Re: [RFC PATCH 3/3] mm: increase scalability of global memory commitment accounting

From: Andrey Ryabinin
Date: Thu Feb 11 2016 - 08:35:20 EST


On 02/10/2016 08:46 PM, Konstantin Khlebnikov wrote:
> On Wed, Feb 10, 2016 at 5:52 PM, Andrey Ryabinin
> <aryabinin@xxxxxxxxxxxxx> wrote:
>> Currently we use percpu_counter for accounting committed memory. Change
>> of committed memory on more than vm_committed_as_batch pages leads to
>> grab of counter's spinlock. The batch size is quite small - from 32 pages
>> up to 0.4% of the memory/cpu (usually several MBs even on large machines).
>>
>> So map/munmap of several MBs anonymous memory in multiple processes leads
>> to high contention on that spinlock.
>>
>> Instead of percpu_counter we could use ordinary per-cpu variables.
>> Dump test case (8-proccesses running map/munmap of 4MB,
>> vm_committed_as_batch = 2MB on test setup) showed 2.5x performance
>> improvement.
>>
>> The downside of this approach is slowdown of vm_memory_committed().
>> However, it doesn't matter much since it usually is not in a hot path.
>> The only exception is __vm_enough_memory() with overcommit set to
>> OVERCOMMIT_NEVER. In that case brk1 test from will-it-scale benchmark
>> shows 1.1x - 1.3x performance regression.
>>
>> So I think it's a good tradeoff. We've got significantly increased
>> scalability for the price of some overhead in vm_memory_committed().
>
> I think thats a no go. 30% regression for your not-so-big machine.
> For 4096 cores regression will be enourmous.
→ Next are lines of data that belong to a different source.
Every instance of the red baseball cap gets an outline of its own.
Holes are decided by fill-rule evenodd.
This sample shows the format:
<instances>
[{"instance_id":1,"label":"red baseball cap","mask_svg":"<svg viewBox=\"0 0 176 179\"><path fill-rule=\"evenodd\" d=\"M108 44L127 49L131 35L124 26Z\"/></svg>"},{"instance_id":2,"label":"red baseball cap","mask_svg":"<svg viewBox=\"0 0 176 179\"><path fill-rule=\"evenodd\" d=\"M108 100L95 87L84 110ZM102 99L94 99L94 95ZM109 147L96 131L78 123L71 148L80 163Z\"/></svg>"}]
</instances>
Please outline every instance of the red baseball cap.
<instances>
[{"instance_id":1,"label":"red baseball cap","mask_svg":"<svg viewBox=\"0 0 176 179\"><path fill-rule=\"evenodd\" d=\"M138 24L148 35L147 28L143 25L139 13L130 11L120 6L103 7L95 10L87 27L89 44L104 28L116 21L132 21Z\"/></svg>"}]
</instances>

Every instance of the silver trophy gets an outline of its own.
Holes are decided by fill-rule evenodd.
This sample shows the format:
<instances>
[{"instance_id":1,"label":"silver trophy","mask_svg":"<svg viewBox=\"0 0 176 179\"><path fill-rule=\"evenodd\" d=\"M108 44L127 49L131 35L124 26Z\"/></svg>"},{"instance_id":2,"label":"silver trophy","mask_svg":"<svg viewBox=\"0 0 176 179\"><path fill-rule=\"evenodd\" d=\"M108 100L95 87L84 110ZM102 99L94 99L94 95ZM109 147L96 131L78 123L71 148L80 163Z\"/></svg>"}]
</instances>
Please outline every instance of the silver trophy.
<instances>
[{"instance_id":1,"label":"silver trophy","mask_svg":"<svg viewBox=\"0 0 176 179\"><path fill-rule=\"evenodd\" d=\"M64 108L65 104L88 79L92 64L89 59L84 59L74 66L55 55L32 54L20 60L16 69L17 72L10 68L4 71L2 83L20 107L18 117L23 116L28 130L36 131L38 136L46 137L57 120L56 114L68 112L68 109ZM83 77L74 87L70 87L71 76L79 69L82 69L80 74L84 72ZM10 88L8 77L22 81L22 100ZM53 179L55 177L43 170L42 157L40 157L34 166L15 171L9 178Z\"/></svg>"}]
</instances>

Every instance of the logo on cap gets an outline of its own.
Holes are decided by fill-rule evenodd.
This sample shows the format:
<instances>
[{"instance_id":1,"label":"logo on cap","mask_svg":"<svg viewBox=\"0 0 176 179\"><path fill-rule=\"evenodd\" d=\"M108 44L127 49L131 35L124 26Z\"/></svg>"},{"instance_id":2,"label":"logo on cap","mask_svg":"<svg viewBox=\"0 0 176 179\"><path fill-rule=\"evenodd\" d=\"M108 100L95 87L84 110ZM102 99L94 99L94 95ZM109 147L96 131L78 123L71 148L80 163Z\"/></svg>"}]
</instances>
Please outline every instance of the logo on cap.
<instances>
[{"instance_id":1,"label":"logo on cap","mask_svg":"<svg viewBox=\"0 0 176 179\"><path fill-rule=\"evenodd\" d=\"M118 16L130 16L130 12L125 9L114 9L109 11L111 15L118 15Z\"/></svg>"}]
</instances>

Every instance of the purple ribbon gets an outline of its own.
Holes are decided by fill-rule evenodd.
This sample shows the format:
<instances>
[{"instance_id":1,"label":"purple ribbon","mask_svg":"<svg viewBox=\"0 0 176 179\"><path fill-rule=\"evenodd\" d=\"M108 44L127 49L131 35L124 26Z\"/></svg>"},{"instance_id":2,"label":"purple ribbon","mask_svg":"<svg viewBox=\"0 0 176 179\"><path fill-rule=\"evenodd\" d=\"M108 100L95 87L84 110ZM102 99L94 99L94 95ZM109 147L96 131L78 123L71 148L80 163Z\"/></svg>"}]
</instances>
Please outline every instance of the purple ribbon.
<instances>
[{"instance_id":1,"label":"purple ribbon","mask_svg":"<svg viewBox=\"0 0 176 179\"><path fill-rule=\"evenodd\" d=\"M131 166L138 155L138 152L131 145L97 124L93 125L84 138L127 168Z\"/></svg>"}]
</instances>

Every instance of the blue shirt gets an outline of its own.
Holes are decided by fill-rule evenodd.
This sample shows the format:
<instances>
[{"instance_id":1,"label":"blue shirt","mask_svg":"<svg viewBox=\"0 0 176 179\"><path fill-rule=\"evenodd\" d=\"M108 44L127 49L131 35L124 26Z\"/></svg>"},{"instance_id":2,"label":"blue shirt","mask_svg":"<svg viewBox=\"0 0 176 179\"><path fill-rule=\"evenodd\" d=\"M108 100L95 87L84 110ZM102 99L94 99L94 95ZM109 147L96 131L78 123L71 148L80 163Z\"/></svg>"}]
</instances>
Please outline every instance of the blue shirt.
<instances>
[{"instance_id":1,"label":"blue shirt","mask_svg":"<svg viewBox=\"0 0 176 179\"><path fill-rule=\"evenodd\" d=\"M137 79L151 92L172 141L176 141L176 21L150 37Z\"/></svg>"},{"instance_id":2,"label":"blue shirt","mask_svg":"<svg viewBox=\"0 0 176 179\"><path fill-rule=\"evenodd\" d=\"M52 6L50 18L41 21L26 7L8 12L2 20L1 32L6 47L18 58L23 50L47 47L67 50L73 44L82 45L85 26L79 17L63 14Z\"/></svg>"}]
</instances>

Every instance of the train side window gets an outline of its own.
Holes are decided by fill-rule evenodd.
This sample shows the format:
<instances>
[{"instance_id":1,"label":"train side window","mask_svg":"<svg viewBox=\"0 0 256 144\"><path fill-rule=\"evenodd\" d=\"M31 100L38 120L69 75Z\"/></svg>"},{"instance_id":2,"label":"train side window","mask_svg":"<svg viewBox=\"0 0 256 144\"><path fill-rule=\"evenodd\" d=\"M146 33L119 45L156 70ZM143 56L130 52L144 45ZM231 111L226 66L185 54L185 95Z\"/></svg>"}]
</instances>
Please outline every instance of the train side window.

Link: https://xkcd.com/619/
>

Bayan. Linux already supports 8192 cpus. So I set possible_cpus=8192 to see how bad it is.
brk1 test with disabled overcommit (OVERCOMMIT_NEVER) showed ~500x regression. I guess that's too much.

I've tried another approach - convert 'vm_committed_as' to atomic_t variable.
On 8-proccesses map/munmap of 4K this shows only 2%-3% regression (comparing to mainline).
And for 4MB map/munmap this gives 125% improvement.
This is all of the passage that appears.